In Letters to Buriram (2019), Minwook Oh invites us to reflect upon tales from the war. Through letters that never reached its end, into militarized statues of gods in uniform. The events depicted in this film encourage us to imagine the Asian Pacific War beyond known history.
Written texts aside, narratives from the war were cemented between the bricks forming the city. Case in point, a towering structure in the heart of the city, when viewed from an alternate angle, is contrasted with a nearby coast. However, as we peek closer and seep into its ground, a trench sprawls deep beneath the structure.

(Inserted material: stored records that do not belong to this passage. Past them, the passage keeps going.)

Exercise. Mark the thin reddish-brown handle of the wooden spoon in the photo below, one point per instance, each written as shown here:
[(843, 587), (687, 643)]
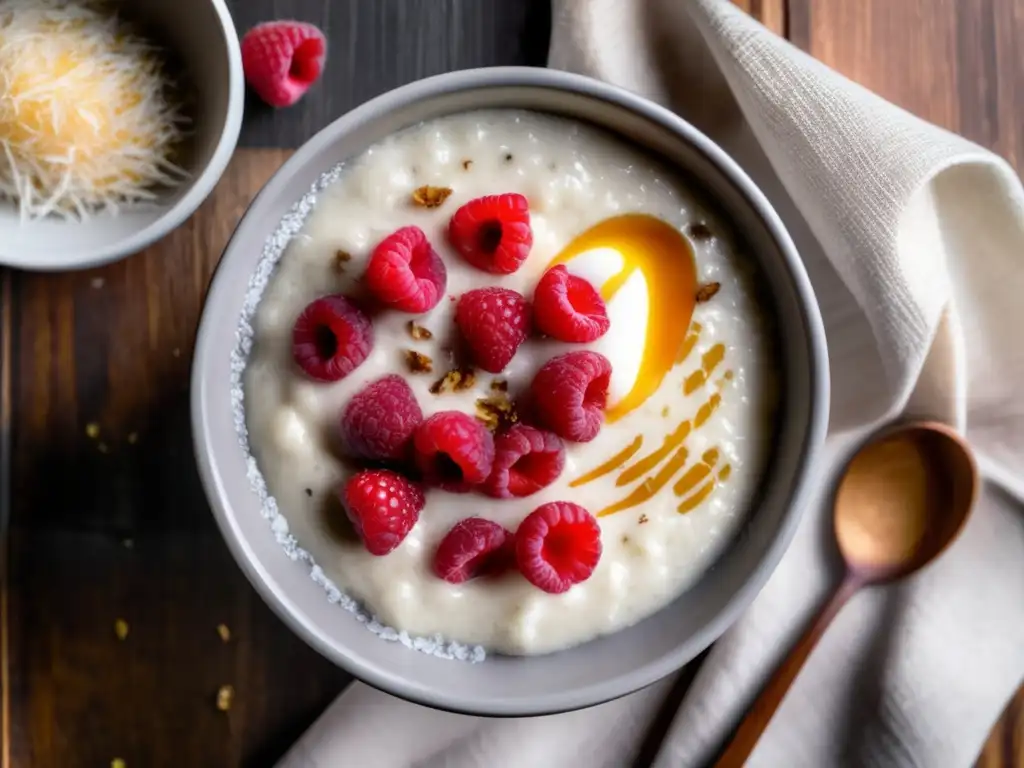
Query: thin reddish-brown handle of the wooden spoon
[(761, 712)]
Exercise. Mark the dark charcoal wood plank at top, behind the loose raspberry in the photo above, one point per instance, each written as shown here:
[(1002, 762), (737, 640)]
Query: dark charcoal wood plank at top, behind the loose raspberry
[(379, 46)]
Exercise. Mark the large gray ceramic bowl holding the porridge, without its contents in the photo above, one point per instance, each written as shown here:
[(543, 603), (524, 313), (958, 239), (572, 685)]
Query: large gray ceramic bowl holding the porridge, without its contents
[(604, 669)]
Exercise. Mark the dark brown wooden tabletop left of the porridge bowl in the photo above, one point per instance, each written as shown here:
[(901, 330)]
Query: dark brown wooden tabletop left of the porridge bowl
[(115, 527)]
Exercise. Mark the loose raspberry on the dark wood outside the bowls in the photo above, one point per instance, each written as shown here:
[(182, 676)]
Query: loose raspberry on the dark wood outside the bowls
[(282, 60)]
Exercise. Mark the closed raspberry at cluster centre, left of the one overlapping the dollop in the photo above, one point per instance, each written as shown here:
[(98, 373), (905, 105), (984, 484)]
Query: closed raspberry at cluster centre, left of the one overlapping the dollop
[(494, 323)]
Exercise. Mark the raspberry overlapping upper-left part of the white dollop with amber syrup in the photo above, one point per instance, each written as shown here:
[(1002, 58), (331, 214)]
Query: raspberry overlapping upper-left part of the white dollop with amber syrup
[(569, 309)]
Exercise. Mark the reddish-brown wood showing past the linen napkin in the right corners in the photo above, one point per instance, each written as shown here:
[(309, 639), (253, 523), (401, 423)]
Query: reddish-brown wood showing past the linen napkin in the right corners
[(959, 64)]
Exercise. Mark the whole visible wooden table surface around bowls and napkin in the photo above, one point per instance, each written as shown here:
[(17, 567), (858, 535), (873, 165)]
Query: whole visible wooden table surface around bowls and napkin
[(101, 508)]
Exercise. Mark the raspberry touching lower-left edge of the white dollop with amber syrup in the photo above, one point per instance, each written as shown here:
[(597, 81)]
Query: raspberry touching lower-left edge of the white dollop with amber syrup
[(570, 393)]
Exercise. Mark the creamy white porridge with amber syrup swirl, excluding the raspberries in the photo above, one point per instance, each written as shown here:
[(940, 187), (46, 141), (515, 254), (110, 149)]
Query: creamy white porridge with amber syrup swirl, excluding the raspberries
[(677, 461)]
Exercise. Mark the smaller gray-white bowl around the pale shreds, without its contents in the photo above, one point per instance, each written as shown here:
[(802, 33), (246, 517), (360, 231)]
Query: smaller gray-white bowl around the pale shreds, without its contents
[(202, 35)]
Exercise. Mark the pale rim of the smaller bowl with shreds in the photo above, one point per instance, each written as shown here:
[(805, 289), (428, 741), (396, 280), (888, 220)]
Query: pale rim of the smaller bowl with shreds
[(190, 202)]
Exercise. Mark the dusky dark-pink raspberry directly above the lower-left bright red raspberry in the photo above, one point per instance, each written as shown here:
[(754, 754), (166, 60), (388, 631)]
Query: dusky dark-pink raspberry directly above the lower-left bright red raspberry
[(379, 421)]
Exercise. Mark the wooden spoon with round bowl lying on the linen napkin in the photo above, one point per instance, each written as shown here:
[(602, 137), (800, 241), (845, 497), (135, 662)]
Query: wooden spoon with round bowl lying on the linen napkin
[(903, 500)]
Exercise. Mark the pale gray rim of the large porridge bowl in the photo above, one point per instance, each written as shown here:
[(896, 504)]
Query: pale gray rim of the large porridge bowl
[(651, 672)]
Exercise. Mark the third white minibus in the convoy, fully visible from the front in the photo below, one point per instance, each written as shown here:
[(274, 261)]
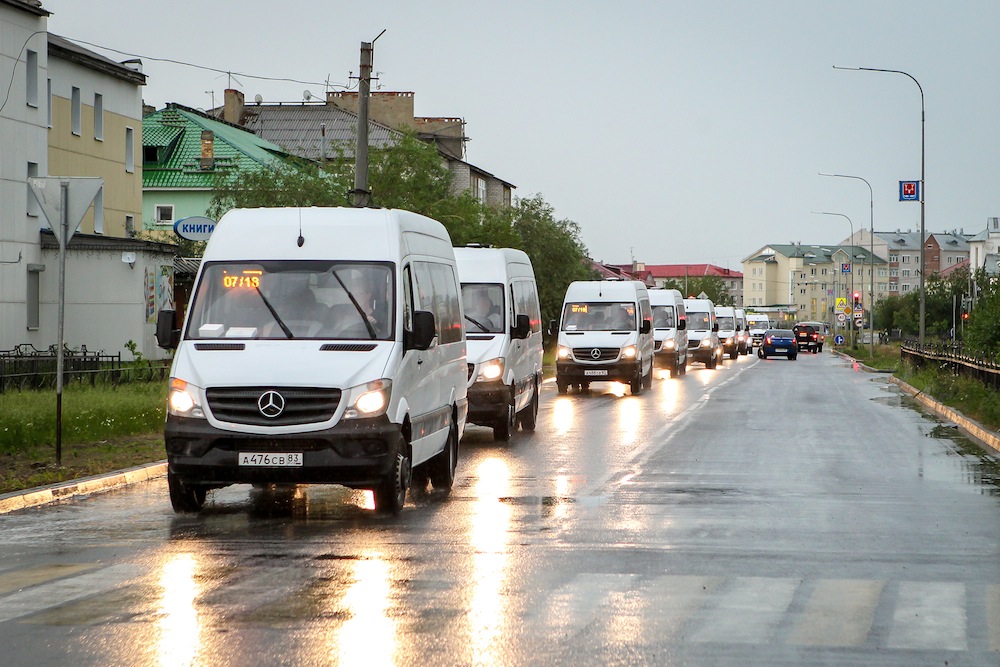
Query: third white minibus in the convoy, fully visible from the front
[(605, 334)]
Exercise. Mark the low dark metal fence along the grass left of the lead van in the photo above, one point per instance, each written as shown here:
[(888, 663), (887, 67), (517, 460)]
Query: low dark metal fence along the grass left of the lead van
[(26, 367)]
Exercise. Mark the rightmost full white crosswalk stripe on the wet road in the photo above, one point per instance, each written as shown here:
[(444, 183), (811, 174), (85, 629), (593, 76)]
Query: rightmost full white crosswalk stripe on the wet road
[(929, 615)]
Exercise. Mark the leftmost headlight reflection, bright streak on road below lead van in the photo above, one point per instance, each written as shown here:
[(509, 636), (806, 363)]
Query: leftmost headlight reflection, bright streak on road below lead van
[(180, 628)]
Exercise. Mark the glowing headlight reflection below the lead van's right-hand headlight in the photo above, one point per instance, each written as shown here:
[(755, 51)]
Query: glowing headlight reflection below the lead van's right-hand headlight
[(366, 638)]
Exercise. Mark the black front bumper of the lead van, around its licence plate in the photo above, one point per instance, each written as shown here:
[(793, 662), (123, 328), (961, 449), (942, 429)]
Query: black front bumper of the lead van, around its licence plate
[(358, 453)]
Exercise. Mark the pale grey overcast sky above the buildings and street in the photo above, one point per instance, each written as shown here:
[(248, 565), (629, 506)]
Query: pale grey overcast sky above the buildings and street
[(671, 131)]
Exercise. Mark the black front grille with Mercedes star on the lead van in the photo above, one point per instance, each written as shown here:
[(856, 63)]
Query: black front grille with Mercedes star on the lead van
[(302, 405)]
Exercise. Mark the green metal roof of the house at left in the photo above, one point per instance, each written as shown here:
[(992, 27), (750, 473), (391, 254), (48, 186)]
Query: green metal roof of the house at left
[(176, 134)]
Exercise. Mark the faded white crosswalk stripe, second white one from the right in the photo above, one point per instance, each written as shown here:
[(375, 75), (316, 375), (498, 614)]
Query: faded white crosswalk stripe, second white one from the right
[(748, 612)]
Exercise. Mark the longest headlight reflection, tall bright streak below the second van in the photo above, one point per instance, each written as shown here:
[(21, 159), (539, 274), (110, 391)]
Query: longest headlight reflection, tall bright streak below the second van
[(491, 518)]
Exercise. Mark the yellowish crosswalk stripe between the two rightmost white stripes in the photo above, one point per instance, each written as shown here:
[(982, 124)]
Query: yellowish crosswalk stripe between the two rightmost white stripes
[(839, 613)]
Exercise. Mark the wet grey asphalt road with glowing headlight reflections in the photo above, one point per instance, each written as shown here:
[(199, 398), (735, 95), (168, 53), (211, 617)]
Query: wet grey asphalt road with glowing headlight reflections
[(765, 513)]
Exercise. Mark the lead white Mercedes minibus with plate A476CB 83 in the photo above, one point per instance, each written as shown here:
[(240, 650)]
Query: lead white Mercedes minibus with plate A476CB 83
[(321, 345)]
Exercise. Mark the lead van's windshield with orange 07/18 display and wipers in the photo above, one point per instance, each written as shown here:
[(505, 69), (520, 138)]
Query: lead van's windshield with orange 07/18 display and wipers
[(294, 299)]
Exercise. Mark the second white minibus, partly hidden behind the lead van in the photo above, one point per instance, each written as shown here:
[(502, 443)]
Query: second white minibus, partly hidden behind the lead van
[(503, 332)]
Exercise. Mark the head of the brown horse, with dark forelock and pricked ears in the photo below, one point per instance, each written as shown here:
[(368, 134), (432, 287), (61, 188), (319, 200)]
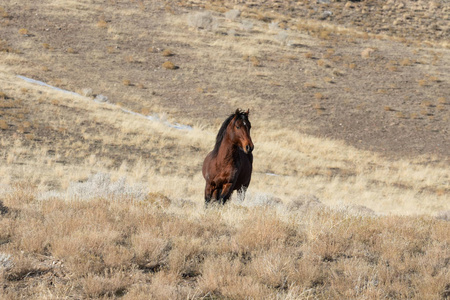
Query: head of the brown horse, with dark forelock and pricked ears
[(239, 129)]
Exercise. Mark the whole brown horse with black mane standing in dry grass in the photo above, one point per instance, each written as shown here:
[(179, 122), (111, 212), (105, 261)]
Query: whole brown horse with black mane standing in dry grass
[(229, 166)]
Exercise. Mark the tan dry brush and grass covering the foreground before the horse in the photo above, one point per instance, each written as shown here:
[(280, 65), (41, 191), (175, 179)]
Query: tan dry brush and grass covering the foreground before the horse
[(134, 248)]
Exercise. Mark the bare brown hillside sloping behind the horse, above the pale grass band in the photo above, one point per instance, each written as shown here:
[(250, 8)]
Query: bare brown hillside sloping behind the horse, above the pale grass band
[(311, 73)]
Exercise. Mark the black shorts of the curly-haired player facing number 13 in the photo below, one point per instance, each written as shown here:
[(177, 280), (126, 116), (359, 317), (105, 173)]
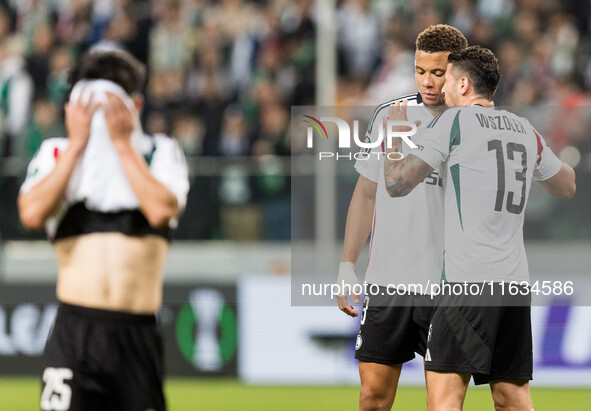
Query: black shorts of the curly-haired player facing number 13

Each cut and sequence from Letters to Buriram (2019) is a visual manifestation of Minwook’s perspective towards war, the casualties, and historical narratives surrounding the Asian Pacific War in general. Throughout the film, he carries out various cinematic experiments, from the ghastly camera movements hovering through the underground trenches, juxtaposed images and sound, to the symbolic depiction of a child’s longingness for her mother.

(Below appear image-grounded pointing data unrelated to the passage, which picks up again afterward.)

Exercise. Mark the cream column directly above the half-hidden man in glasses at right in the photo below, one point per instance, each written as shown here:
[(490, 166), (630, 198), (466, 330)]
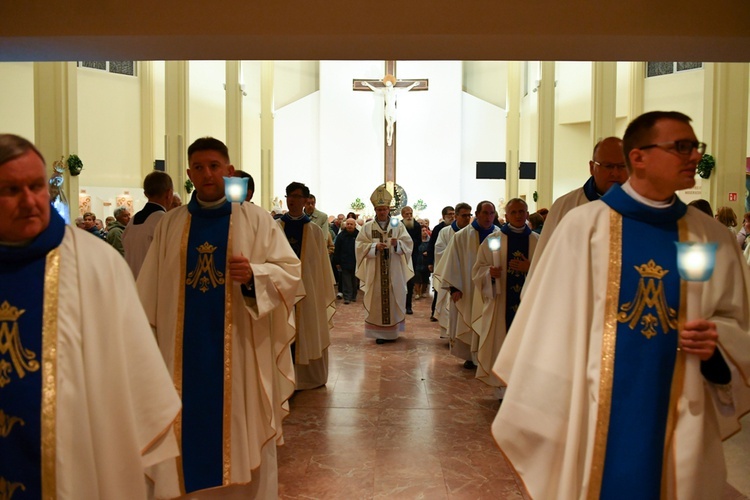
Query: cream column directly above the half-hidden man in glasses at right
[(603, 100)]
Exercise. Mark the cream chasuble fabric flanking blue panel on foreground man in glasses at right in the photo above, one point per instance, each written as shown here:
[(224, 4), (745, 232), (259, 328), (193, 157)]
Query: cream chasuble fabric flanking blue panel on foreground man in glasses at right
[(551, 362)]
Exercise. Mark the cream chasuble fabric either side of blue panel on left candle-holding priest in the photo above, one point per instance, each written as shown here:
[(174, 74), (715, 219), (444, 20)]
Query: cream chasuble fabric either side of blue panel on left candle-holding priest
[(262, 331)]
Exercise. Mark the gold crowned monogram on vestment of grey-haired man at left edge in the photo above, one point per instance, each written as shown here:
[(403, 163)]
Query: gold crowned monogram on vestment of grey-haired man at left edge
[(21, 359)]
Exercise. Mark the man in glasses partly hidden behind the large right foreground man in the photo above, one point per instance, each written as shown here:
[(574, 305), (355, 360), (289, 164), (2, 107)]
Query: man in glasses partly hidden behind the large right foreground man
[(607, 167)]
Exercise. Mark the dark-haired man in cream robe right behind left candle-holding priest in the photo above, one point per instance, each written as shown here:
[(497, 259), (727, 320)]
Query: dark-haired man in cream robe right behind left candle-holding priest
[(314, 311)]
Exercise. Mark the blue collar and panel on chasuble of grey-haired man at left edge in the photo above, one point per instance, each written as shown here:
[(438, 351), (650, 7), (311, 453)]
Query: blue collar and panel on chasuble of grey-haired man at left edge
[(22, 271)]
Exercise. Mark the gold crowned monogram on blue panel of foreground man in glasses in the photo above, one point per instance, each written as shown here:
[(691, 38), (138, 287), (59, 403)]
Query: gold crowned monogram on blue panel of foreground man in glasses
[(650, 294)]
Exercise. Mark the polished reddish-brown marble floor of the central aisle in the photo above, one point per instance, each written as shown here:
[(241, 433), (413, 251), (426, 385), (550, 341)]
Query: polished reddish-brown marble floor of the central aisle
[(404, 420)]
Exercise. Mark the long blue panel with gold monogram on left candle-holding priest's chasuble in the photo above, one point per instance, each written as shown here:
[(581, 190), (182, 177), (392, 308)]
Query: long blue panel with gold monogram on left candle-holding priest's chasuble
[(203, 349)]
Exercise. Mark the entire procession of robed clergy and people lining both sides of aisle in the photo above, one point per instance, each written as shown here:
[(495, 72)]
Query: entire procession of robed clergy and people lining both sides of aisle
[(618, 376)]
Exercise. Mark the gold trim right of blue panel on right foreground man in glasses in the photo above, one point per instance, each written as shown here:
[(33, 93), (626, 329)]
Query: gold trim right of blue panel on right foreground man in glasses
[(678, 380)]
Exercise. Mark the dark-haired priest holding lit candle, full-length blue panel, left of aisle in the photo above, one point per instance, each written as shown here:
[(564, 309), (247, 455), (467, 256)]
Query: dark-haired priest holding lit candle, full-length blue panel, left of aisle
[(218, 286)]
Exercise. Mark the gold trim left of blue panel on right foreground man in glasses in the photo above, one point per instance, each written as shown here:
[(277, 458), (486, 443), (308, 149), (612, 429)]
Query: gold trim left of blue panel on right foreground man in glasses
[(607, 368)]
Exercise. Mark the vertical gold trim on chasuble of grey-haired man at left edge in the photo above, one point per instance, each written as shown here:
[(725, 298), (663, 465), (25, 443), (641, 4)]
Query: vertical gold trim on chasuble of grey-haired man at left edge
[(49, 375)]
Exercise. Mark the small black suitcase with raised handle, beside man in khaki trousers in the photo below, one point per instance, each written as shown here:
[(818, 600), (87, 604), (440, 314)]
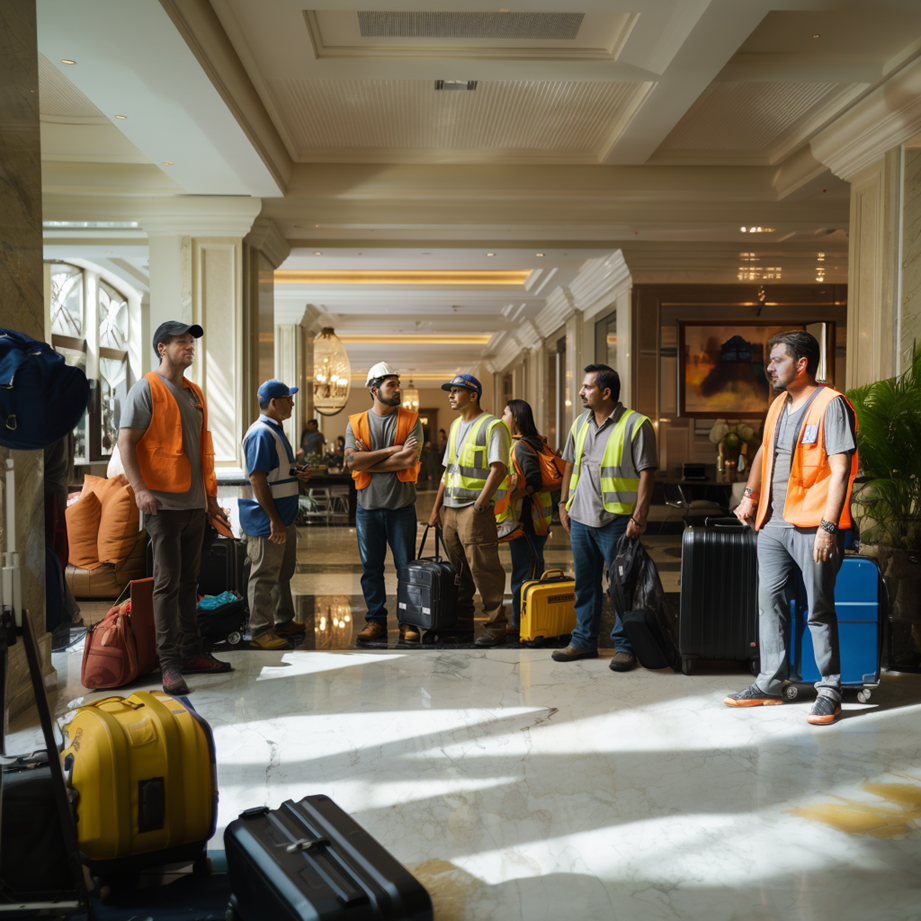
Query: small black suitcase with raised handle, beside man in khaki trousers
[(427, 592)]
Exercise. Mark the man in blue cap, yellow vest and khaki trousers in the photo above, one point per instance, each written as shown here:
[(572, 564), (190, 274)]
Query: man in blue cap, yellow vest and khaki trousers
[(476, 476)]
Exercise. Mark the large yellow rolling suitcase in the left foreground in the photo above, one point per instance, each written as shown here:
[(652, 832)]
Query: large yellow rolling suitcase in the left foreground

One of the methods Minwook uses to embed emotion is through stark juxtapositions of images and sounds. Conflict is displayed in a contrasting manner. This is visible through his depiction of Japan. The city’s bustling crowd is linked to a demonstration towards the Japanese Emperor, as a tourist climbs atop the Hachiko’s statue. On another occasion, Minwook displays a peaceful imagery of Japan. The way Japan is usually portrayed, with its neat burial complex and aesthetical Zen gardens. Minwook deliberately positions himself in reinterpreting historical archives. Specifically, histories regarding the war in Korea, Taiwan, China, and Japan.
Minwook questions the common historical account told mostly from a militaristic perspective. That being said, the treatment of this documentary is not meant for advocacy. In a film discussion themed Nggaer Film, Njogo Kampung (2016), Dyna Herlina explains that an advocacy film works as a tool to address issues from the creator’s analytical point of view for campaigning. By directing the audience to act upon an issue, he/she liberates them.
As an audience, I find that certain portrayals in this film reflect the creator’s highly subjective standpoint. As seen through the piled-up casualties in the sea, woven with the statement: “Humans are victims of the war” (Oh, 2019).
Besides questioning the common history, I also see Minwook’s intention to critique the desire for control. Whether it’s shown through his religious, cultural, and state narratives.
Each event woven in Letters to Buriram (2019) all boil down to one question, “Are tales from the war always as tense as soldier’s marching and military combat drills?”